是否有通用的程序可以在事前或事後進行回測，以確保定量交易策略具有真正的預測能力，而這不僅僅是過去靠運氣實現的事情之一嗎？當然，如果我們對工作策略進行足夠長的搜索，我們最終將找到一個。即使採用向前走的方法，它本身也不會告訴我們有關該策略的任何信息。

有人談論白人的現實檢查，但在這件事上沒有達成共識。

37

是否有通用的程序可以在事前或事後進行回測，以確保定量交易策略具有真正的預測能力，而這不僅僅是過去靠運氣實現的事情之一嗎？當然，如果我們對工作策略進行足夠長的搜索，我們最終將找到一個。即使採用向前走的方法，它本身也不會告訴我們有關該策略的任何信息。

有人談論白人的現實檢查，但在這件事上沒有達成共識。

backtestingstrategy

18

Building an effective backtest is not significantly different than building any other kind of predictive model. The goal is to have similar behavior *out of sample* as you have *in sample*. As such, there are methodologies developed in statistics and machine learning that can be useful:

- Understand the bias/variance tradeoff. This is covered in many places. For a technical discussion, see lecture 9 of Andrew Ng's machine learning class at Stanford.
- You can certainly use a training and test dataset. But there are also other kinds of approaches that can be used. To list two common options: cross-validation (similar to having segmented data, but can help with parameter selection) and ensemble methods (using multiple models can outperform just one and further reduce the curve-fitting problem).

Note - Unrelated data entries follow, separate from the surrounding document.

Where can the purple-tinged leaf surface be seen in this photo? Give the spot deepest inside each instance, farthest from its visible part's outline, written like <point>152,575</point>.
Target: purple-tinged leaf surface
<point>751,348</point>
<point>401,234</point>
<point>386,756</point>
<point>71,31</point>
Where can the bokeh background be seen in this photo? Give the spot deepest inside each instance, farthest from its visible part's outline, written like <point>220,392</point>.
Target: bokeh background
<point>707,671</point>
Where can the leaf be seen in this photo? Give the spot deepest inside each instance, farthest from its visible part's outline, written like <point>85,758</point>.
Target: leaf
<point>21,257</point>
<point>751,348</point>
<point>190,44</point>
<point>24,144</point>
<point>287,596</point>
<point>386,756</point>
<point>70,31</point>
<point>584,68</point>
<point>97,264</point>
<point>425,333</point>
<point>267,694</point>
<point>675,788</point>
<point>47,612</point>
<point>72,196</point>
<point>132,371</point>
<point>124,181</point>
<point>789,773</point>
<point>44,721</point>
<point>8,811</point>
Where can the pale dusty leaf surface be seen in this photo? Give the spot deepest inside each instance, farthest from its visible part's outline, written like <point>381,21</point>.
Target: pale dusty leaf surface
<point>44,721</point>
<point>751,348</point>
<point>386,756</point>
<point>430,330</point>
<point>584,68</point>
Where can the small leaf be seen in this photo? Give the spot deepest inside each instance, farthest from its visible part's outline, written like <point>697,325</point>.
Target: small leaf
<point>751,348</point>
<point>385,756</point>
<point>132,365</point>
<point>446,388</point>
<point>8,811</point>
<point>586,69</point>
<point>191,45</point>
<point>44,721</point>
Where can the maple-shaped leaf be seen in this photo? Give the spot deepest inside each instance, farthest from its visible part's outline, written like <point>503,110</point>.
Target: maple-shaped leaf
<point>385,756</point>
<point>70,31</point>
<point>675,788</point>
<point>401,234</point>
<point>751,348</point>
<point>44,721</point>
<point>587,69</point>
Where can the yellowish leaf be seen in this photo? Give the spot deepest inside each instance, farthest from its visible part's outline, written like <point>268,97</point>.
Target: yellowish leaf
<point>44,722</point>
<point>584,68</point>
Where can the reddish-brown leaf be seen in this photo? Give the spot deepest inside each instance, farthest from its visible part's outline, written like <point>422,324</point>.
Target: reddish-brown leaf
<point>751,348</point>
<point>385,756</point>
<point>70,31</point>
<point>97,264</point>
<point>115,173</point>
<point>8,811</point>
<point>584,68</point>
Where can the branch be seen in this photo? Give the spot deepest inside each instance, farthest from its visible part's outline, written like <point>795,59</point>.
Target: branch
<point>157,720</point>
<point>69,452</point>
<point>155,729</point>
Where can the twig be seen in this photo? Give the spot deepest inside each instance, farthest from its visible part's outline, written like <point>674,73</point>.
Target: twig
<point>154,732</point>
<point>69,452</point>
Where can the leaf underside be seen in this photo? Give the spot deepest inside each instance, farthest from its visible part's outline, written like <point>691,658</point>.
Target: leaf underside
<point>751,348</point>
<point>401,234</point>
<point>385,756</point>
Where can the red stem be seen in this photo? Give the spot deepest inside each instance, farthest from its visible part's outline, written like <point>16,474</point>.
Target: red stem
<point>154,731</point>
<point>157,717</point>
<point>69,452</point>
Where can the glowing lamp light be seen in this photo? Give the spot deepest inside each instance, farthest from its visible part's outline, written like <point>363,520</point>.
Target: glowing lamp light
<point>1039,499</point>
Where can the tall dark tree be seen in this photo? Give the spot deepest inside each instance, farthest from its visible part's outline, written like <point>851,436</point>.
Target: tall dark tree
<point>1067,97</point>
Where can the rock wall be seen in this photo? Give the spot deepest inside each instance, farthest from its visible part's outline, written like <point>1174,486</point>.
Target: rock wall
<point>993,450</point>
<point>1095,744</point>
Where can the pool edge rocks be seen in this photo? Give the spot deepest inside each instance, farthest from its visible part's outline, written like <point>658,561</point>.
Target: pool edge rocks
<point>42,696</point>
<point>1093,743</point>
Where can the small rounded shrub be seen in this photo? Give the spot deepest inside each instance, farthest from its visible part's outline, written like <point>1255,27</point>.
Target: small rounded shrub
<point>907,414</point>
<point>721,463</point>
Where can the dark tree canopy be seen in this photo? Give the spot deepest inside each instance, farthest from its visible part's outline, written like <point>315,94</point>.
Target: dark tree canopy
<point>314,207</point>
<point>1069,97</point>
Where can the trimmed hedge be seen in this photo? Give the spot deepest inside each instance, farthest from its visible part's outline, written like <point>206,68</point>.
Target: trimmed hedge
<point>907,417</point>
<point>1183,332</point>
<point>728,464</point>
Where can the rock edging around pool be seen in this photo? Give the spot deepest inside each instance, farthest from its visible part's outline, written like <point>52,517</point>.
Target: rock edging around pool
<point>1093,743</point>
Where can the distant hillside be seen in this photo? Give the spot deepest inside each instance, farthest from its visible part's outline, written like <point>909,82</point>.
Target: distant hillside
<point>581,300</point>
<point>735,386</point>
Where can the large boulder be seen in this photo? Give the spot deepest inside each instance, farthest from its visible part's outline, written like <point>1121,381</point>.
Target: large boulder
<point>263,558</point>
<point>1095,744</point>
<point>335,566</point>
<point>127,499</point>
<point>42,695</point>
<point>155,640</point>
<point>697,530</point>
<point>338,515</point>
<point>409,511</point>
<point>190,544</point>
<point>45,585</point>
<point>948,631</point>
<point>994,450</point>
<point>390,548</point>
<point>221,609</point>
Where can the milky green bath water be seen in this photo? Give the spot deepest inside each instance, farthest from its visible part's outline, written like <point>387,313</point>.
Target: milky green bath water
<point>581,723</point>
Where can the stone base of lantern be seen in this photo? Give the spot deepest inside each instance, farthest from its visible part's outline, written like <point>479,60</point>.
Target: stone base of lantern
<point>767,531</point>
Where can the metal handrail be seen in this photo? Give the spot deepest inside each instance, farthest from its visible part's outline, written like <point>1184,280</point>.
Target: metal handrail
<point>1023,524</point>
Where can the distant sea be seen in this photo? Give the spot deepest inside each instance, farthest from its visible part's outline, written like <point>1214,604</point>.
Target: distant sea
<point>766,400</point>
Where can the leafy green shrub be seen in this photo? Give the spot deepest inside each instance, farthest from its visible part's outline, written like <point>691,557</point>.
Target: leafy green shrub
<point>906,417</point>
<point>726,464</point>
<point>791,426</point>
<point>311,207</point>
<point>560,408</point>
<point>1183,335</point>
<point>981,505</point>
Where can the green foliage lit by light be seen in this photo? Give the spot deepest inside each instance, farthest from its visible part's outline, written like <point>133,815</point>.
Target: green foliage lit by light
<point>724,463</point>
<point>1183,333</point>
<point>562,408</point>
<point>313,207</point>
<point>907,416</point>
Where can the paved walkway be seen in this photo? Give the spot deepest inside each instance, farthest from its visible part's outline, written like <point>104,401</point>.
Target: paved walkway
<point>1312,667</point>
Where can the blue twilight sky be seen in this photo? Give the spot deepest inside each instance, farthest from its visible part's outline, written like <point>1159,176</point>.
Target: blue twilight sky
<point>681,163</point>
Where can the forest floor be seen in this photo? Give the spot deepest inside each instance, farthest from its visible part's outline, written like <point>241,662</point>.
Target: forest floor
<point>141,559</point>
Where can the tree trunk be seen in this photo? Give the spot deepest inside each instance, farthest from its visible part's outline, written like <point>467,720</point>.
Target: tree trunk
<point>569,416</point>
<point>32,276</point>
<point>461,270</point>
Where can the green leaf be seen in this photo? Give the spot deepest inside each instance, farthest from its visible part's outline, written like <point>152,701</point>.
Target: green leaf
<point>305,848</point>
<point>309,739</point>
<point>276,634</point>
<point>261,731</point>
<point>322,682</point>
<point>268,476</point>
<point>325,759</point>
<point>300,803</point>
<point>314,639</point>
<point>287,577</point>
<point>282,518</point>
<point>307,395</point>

So a few general recommendations:

- Your guiding principle should be
**Einstein's razor**: 'Everything should be kept as simple as possible, but no simpler.' In other words, less degrees of freedom in your model equates to less chance for overfitting. In the statistics world, this can involve eliminating unnecessary parameters through a selection or regularization method. **Robustness**(in every respect) is also critical. Parameters that result in sharp changes in expected prediction error will be more open to the risk of overfitting. Similarly, if the model has no fundamental basis, then it should be applicable to a wide number of assets.- Lastly, this applies to any kind of model: understand your data, your model, your objectives, assumptions, etc. There have been countless mistakes made over time from people not understanding the meaning of their models, implications, and risks. This includes things like execution assumptions and transaction costs. Make sure that you take everything into account. Lead by being skeptical of your data, constantly asking what can go wrong, or how can the future be different. Is there any survivorship bias in your data, and if so, how can you control for it? Have you introduced any look-ahead bias?

7

The output of your model will be a realization of your assumptions. Shane's given you a great answer. Besides doing out of sample testing (i.e., calibrating on period X then testing in period Y only using info available at the time of each trade), I would add that you should test it in sub-periods. If you have a big chunk of data, break it up and see how it works on each subset of the data.

-2

Thanks for the answer as it tackles a lot of backtesting flaws, model parsimony, overfitting, survivorship bias, look ahead... But actually one can look at thousands of technical trading rules and other more sofisticated strategies, and maybe find the few ones that will answer all these problems. Nevetheless we would still be left with data snooping ie we have used our data set untill we find a satisfactory result.

9

I have seen Hansen's SPA ('Superior Predictive Ability') test and stepwise variants used for this purpose. Hansen's test is a Studentized version of White's Reality Check. The stepwise variants allow one to accept or reject the null of no predictive ability on a subset of some tested strategies while maintaining a familywise error rate.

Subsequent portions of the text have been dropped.